Emmanuelle Gazel, maire de Millau.

Anne Hidalgo en meeting à Toulouse

Anne Hidalgo assurera son dernier meeting en province le samedi 2 avril à Toulouse, huit jours avant le premier tour. Les personnes intéressées pour du covoiturage à partir de Millau (départ vers 12h) sont invitées à contacter les sympathisants socialistes à cette adresse : pssectionmillau@orange.fr

Ils ont dit

Charges sociales

Georges Glandières : « Alléger les charges, quelque part c’est diminuer la protection sociale. C’est quelque chose qui va encore augmenter les inégalités. »

Suppression de l’ISF

Georges Glandières : « On voit bien que les riches se sont enrichis et que le nombre de pauvres a augmenté. »

Droits de succession

Emmanuelle Gazel : « Les droits de succession, c’est ce qui ramène de l’égalité. On ne veut pas une société d’héritier, on veut une société de personnes qui ont toutes les moyens de réussir. »

Environnement

Emmanuelle Gazel : « Notre projet, ce n’est pas juste l’écologie, c’est l’écologie juste. C’est l’écologie pour chacun, à l’image de ce qui se fait en Occitanie et de ce qui se fait dans la ville de Millau. Quand on baisse les tarifs de la cantine et qu’en même temps on augmente la part du bio, la part du circuit court, on est dans cette écologie juste. »

Transition énergétique

Séverine Peyretout : « Notre programme, c’est aussi favoriser la transition énergétique pour les foyers les plus précaires, c’est atteindre 100 % d’énergie renouvelable, pas n’importe comment, pas n’importe quand, c’est-à-dire une transition réfléchie. Il n’est pas question d’arrêter le nucléaire du jour au lendemain. »

Jeunesse

Séverine Peyretout : « Anne Hidalgo a des objectifs vis-à-vis de la jeunesse, avec le revenu minimum pour les jeunes à partir de 18 ans. En tant que vice-présidente de la mission locale, je vois la précarité chez les jeunes, et là on a une mesure qui permet de réduire les inégalités, de laisser leur chance aux jeunes, de mener les études qu’ils souhaitent sans le frein économique ».

Education

Georges Glandières : « Anne Hidalgo a dit qu’elle revaloriserait le métier de l’enseignant, qu’elle supprimerait Parcoursup. C’est à mettre en opposition avec le programme de Macron avec qui on va vers une privatisation de l’école. Donner plus d’autonomie aux écoles, cela veut dire qu’il y aura plus de différences selon les lieux où on étudie. A terme cela va à l’encontre de l’égalité des chances. »

« Un programme chiffré »

Emmanuelle Gazel : « Le projet d’Anne Hidalgo est chiffré. On est la gauche de gouvernement, pas la gauche du ministère de la parole. A chaque dépense, en face il y a une recette. Ce qu’on promet, notamment le revenu jeunes, sera financé par des mesures soit d’accompagnements de transition écologique soit de justice sociale, notamment l’ISF climatique ou la lutte contre les paradis fiscaux. Nous sommes la gauche de la réalité, la gauche du réel, des responsabilités. » Et de rappeler qu’Anne Higaldo, « victime de bashing », a été réélue par les Parisiens en 2020 pour un deuxième mandat.

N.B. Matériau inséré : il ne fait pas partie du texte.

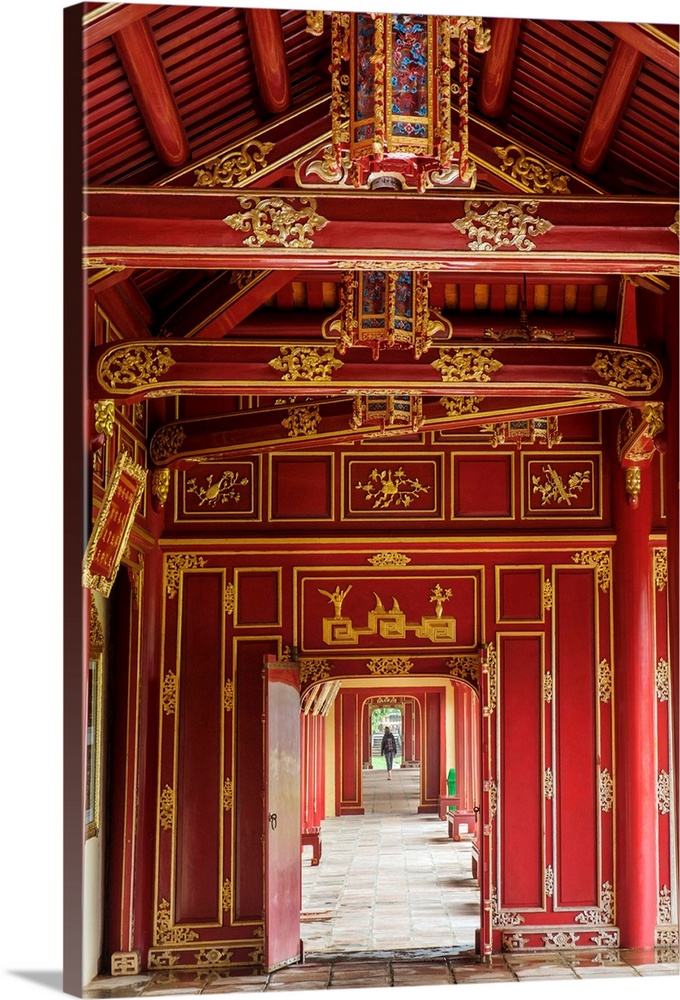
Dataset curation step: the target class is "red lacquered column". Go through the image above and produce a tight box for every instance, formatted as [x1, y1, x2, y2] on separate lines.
[612, 454, 657, 948]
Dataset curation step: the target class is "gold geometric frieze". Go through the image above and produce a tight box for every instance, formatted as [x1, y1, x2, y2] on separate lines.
[281, 406, 321, 437]
[600, 767, 614, 812]
[368, 552, 411, 566]
[151, 469, 170, 507]
[453, 201, 553, 253]
[543, 670, 553, 704]
[543, 767, 555, 799]
[186, 469, 248, 507]
[658, 885, 673, 924]
[222, 778, 234, 812]
[574, 882, 614, 926]
[571, 549, 612, 593]
[354, 466, 430, 510]
[165, 553, 206, 599]
[223, 197, 328, 248]
[224, 583, 236, 615]
[98, 344, 175, 389]
[156, 899, 198, 944]
[432, 347, 503, 382]
[149, 424, 186, 462]
[439, 396, 484, 417]
[94, 399, 116, 437]
[445, 653, 479, 687]
[654, 549, 668, 590]
[194, 139, 274, 188]
[531, 465, 590, 507]
[300, 656, 333, 684]
[656, 771, 671, 815]
[269, 347, 344, 382]
[655, 657, 671, 701]
[163, 670, 177, 715]
[591, 351, 661, 391]
[222, 681, 234, 712]
[493, 143, 570, 194]
[222, 879, 232, 913]
[366, 656, 413, 676]
[597, 660, 614, 704]
[158, 785, 175, 830]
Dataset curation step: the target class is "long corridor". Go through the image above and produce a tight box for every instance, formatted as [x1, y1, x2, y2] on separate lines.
[301, 769, 479, 956]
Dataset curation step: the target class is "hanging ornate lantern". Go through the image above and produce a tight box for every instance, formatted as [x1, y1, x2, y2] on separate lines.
[331, 13, 490, 191]
[323, 270, 452, 360]
[350, 392, 423, 437]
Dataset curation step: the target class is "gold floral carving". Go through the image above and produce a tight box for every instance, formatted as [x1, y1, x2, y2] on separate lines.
[659, 885, 673, 924]
[600, 767, 614, 812]
[439, 396, 484, 417]
[432, 347, 503, 382]
[222, 879, 232, 913]
[269, 347, 343, 382]
[222, 681, 234, 712]
[654, 549, 668, 590]
[156, 899, 198, 944]
[151, 469, 170, 507]
[453, 201, 553, 252]
[94, 399, 116, 437]
[99, 344, 175, 389]
[543, 865, 555, 896]
[224, 197, 328, 248]
[543, 670, 553, 704]
[366, 656, 413, 676]
[571, 549, 612, 593]
[194, 139, 274, 188]
[90, 600, 104, 656]
[165, 553, 206, 598]
[656, 771, 671, 815]
[158, 785, 175, 830]
[281, 406, 321, 437]
[531, 465, 590, 507]
[445, 653, 479, 687]
[222, 778, 234, 812]
[493, 143, 570, 194]
[149, 424, 186, 462]
[163, 670, 177, 715]
[543, 767, 555, 799]
[597, 660, 614, 704]
[655, 657, 671, 701]
[591, 351, 661, 391]
[354, 466, 430, 510]
[574, 882, 614, 926]
[300, 656, 333, 684]
[187, 469, 248, 507]
[368, 552, 411, 566]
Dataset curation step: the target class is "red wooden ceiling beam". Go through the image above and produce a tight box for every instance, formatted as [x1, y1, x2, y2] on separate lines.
[113, 20, 189, 167]
[161, 271, 296, 340]
[602, 21, 680, 76]
[84, 188, 677, 274]
[90, 339, 663, 405]
[83, 3, 162, 49]
[574, 38, 645, 175]
[477, 17, 520, 118]
[246, 7, 292, 115]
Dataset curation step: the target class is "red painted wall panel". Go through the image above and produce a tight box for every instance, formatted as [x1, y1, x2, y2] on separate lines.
[554, 569, 599, 909]
[499, 634, 544, 909]
[175, 572, 223, 923]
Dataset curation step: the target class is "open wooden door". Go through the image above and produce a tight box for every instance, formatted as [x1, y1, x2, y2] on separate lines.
[264, 656, 302, 971]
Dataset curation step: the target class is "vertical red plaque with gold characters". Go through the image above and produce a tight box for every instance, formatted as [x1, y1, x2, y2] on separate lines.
[83, 452, 146, 597]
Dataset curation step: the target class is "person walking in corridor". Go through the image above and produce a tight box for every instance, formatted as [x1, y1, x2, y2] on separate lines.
[380, 726, 397, 781]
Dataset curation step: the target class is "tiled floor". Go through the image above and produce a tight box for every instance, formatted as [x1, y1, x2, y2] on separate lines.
[83, 770, 678, 998]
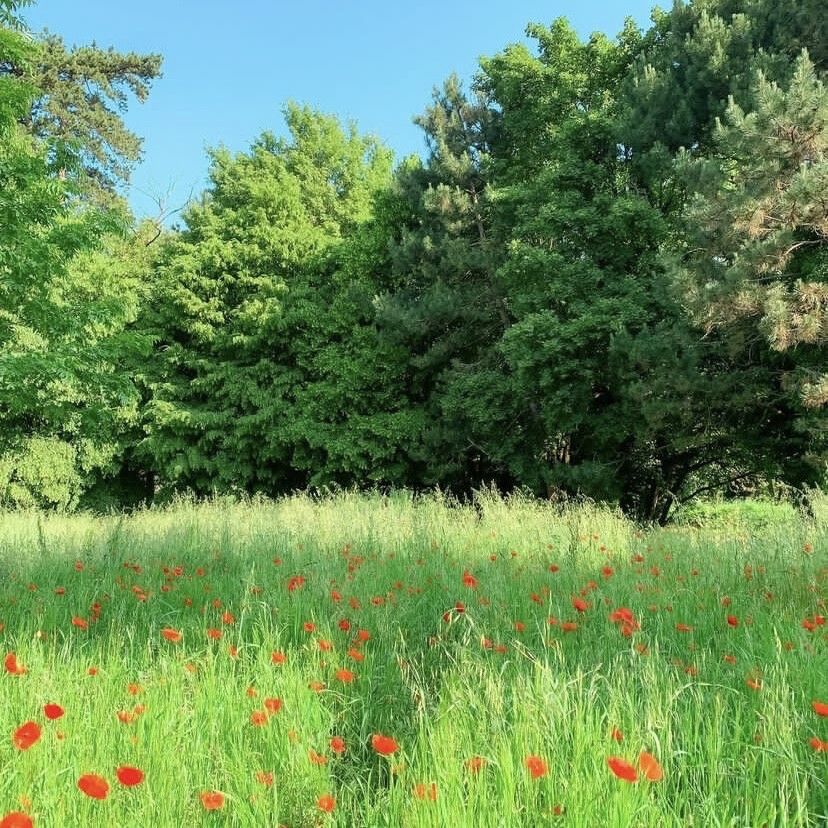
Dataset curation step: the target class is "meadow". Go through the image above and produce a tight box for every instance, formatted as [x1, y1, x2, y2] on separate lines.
[0, 493, 828, 828]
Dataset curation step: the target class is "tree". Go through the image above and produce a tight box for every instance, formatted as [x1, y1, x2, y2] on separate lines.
[6, 26, 161, 205]
[675, 53, 828, 407]
[0, 2, 147, 506]
[139, 104, 390, 494]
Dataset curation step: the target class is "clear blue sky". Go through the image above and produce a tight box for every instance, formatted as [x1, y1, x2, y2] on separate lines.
[24, 0, 670, 220]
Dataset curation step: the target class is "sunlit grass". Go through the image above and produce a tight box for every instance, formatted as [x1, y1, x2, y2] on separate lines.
[0, 494, 828, 828]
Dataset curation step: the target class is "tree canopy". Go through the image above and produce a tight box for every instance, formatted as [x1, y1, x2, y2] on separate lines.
[0, 0, 828, 522]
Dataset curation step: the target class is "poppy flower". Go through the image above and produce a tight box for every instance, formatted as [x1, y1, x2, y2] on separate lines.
[812, 701, 828, 716]
[371, 733, 399, 756]
[316, 794, 336, 814]
[12, 722, 40, 750]
[413, 782, 437, 802]
[607, 756, 638, 782]
[463, 569, 477, 589]
[43, 703, 64, 720]
[115, 765, 144, 787]
[199, 791, 224, 811]
[78, 773, 109, 799]
[638, 751, 664, 782]
[0, 811, 34, 828]
[466, 756, 489, 773]
[4, 653, 26, 676]
[523, 756, 549, 779]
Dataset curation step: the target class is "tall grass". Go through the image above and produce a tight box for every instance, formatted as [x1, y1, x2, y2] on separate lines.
[0, 492, 828, 828]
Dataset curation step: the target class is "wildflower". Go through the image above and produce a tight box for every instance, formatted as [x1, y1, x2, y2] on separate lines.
[638, 751, 664, 782]
[607, 756, 638, 782]
[199, 791, 224, 811]
[12, 722, 40, 750]
[115, 765, 144, 788]
[413, 782, 437, 802]
[523, 756, 549, 779]
[4, 653, 26, 676]
[78, 773, 109, 799]
[466, 756, 489, 773]
[316, 794, 336, 814]
[265, 697, 282, 713]
[371, 733, 399, 756]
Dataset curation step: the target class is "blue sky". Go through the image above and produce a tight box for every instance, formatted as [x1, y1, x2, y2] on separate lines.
[24, 0, 670, 216]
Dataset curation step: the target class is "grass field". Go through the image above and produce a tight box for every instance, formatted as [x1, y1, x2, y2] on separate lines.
[0, 494, 828, 828]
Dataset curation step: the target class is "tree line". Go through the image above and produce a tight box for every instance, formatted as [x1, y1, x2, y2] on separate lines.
[0, 0, 828, 522]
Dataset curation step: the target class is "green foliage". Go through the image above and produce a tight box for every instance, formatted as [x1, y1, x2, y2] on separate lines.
[677, 54, 828, 406]
[141, 105, 390, 492]
[0, 9, 149, 507]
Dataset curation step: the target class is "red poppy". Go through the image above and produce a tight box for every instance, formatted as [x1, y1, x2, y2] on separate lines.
[812, 701, 828, 716]
[466, 756, 489, 773]
[115, 765, 144, 787]
[78, 773, 109, 799]
[12, 722, 40, 750]
[371, 733, 399, 756]
[463, 569, 477, 589]
[523, 756, 549, 779]
[43, 704, 64, 719]
[607, 756, 638, 782]
[638, 751, 664, 782]
[4, 653, 26, 676]
[413, 782, 437, 802]
[0, 811, 34, 828]
[316, 794, 336, 814]
[199, 791, 224, 811]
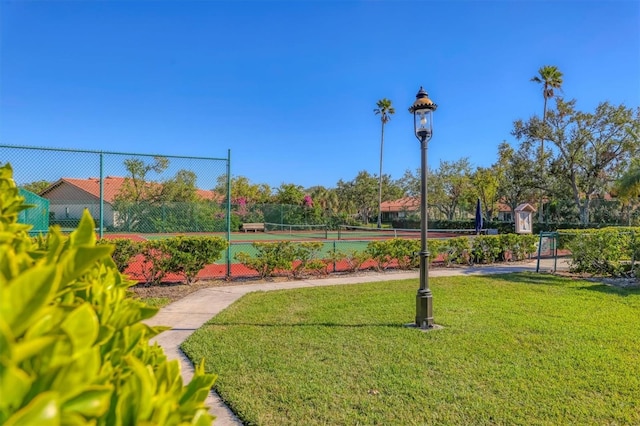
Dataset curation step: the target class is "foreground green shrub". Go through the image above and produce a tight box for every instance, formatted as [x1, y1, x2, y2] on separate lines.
[566, 227, 640, 276]
[127, 236, 227, 284]
[162, 236, 227, 284]
[292, 241, 329, 278]
[236, 241, 295, 278]
[0, 165, 215, 425]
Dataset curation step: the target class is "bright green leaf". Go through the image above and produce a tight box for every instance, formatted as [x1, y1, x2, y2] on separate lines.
[5, 392, 60, 426]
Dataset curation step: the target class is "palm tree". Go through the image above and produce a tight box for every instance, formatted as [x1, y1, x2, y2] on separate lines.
[373, 98, 396, 228]
[531, 65, 562, 222]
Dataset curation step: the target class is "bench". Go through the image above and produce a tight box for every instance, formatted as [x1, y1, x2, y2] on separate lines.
[242, 223, 264, 232]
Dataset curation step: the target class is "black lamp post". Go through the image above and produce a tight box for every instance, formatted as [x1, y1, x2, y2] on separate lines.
[409, 87, 438, 330]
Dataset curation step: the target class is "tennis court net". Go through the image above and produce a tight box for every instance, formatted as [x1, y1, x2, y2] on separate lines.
[264, 222, 329, 240]
[338, 225, 475, 240]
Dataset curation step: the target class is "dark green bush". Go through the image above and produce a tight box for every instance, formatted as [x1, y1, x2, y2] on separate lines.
[98, 238, 140, 272]
[0, 165, 215, 426]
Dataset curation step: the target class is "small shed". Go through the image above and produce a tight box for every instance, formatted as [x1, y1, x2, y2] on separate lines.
[18, 188, 49, 235]
[515, 203, 536, 234]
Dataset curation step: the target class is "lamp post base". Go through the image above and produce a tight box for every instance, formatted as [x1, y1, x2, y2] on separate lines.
[415, 289, 434, 329]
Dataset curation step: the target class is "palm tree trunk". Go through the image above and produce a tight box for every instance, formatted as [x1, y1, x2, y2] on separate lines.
[538, 90, 547, 223]
[378, 120, 384, 229]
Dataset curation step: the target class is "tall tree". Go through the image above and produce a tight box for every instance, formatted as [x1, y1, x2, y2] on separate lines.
[531, 65, 562, 222]
[513, 99, 640, 224]
[373, 98, 396, 228]
[496, 142, 535, 217]
[215, 175, 272, 204]
[471, 164, 502, 221]
[20, 180, 53, 194]
[274, 183, 305, 206]
[428, 157, 475, 220]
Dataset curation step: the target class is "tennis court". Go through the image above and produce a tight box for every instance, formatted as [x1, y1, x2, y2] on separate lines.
[104, 224, 476, 281]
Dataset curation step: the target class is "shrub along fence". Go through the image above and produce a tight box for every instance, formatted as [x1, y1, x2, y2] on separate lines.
[559, 227, 640, 279]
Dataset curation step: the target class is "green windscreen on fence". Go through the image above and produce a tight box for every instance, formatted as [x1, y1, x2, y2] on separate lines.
[18, 188, 49, 235]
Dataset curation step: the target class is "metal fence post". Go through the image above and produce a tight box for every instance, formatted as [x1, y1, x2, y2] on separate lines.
[227, 149, 231, 278]
[98, 151, 104, 239]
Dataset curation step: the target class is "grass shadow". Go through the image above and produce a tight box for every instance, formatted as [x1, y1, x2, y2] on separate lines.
[577, 284, 640, 297]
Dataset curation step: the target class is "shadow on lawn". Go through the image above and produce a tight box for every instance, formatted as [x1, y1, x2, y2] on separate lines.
[487, 272, 640, 297]
[578, 284, 640, 297]
[207, 322, 410, 329]
[485, 272, 572, 286]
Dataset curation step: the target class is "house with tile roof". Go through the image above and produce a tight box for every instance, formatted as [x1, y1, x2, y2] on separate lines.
[40, 176, 221, 226]
[381, 197, 513, 222]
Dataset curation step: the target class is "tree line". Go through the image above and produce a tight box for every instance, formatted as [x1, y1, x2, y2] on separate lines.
[21, 66, 640, 228]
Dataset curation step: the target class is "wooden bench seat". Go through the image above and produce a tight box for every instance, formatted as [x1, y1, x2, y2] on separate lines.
[242, 223, 264, 232]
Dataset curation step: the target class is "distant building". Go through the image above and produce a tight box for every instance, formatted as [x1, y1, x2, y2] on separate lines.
[40, 176, 220, 226]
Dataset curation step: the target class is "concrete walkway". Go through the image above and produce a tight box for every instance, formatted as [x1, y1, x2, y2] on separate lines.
[146, 260, 566, 426]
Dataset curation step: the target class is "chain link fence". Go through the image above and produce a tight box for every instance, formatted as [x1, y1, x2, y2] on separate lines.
[0, 145, 231, 263]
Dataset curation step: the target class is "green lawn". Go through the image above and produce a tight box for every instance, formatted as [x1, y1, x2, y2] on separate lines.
[183, 274, 640, 425]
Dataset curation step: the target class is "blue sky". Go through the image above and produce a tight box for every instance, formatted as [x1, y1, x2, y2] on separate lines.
[0, 0, 640, 187]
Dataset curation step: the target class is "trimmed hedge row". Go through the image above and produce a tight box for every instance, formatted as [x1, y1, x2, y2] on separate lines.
[236, 234, 537, 278]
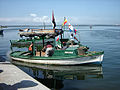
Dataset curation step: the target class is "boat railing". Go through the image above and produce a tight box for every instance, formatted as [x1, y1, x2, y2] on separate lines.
[31, 29, 55, 33]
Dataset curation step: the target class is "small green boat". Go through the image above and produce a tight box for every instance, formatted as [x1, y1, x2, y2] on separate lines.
[10, 29, 104, 65]
[10, 14, 104, 65]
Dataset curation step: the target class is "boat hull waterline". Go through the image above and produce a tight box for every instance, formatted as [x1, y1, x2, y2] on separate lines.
[11, 54, 104, 65]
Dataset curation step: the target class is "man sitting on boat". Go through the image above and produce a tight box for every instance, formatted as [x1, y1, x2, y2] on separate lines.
[42, 42, 54, 57]
[67, 33, 80, 46]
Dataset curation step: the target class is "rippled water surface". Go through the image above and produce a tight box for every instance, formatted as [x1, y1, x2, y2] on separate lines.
[0, 26, 120, 90]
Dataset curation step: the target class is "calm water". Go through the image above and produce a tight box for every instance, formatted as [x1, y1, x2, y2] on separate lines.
[0, 26, 120, 90]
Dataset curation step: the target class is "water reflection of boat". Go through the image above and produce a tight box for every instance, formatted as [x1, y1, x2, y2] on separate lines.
[11, 61, 103, 89]
[0, 30, 3, 37]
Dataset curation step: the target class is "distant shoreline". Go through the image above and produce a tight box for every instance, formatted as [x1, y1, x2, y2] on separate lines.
[0, 24, 120, 28]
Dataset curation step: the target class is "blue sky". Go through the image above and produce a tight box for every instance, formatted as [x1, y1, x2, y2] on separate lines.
[0, 0, 120, 25]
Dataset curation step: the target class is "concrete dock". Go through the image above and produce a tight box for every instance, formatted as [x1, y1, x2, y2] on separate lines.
[0, 62, 50, 90]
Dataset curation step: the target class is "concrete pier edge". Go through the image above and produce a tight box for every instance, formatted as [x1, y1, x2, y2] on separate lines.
[0, 62, 50, 90]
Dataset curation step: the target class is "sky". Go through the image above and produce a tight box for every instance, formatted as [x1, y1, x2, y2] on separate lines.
[0, 0, 120, 25]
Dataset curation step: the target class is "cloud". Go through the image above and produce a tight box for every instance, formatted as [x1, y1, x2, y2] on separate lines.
[33, 16, 50, 23]
[0, 17, 31, 22]
[30, 13, 37, 17]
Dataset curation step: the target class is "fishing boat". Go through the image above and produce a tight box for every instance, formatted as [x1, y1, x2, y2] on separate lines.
[10, 12, 104, 65]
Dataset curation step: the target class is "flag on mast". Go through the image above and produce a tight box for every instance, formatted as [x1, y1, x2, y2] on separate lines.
[69, 23, 73, 32]
[62, 18, 67, 26]
[56, 35, 59, 41]
[52, 11, 56, 29]
[74, 29, 77, 35]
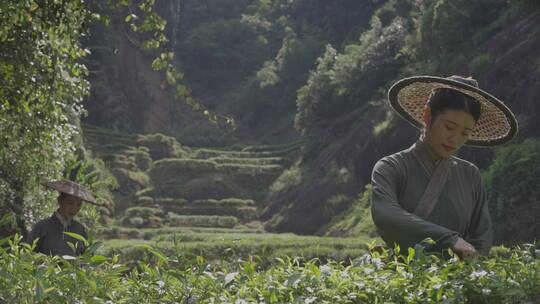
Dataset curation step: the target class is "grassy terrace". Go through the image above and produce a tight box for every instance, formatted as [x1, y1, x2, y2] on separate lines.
[97, 227, 377, 263]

« Anne Hidalgo sait rassembler »

Emmanuelle Gazel : « A Paris, Anne Hidalgo travaille avec les écologistes, avec les communistes, avec des gens de la société civile. Elle aime aussi l’entreprise, elle porte des mesures sur l’emploi, sur l’économie, qui sont dans le réel. C’est un projet qui s’appuie aussi sur l’équipe de France des maires à laquelle je participe depuis le début en août 2021. Elle s’inspire aussi de notre territoire, Carole Delga est très impliquée dans cette campagne. »

L’union de la gauche

Emmanuelle Gazel : « On aurait dû arriver à s’unir derrière une seule candidature à gauche. Il y a beaucoup plus de choses qui nous rassemblent que de choses qui nous éloignent. On n’est pas d’accord sur tout, comme à Millau, comme en Occitanie, mais on est d’accord sur l’essentiel. Si nous on est derrière la candidature d’Anne Hidalgo, c’est qu’il y a cet ancrage au réel, cette capacité à être une femme d’Etat. »
« En revanche, il y a de vrais sujets de fond qui nous éloignent de Jean-Luc Mélenchon. On l’a vu notamment avec son attitude vis-à-vis de l’Europe, de Poutine… Ce n’est pas la même gauche ».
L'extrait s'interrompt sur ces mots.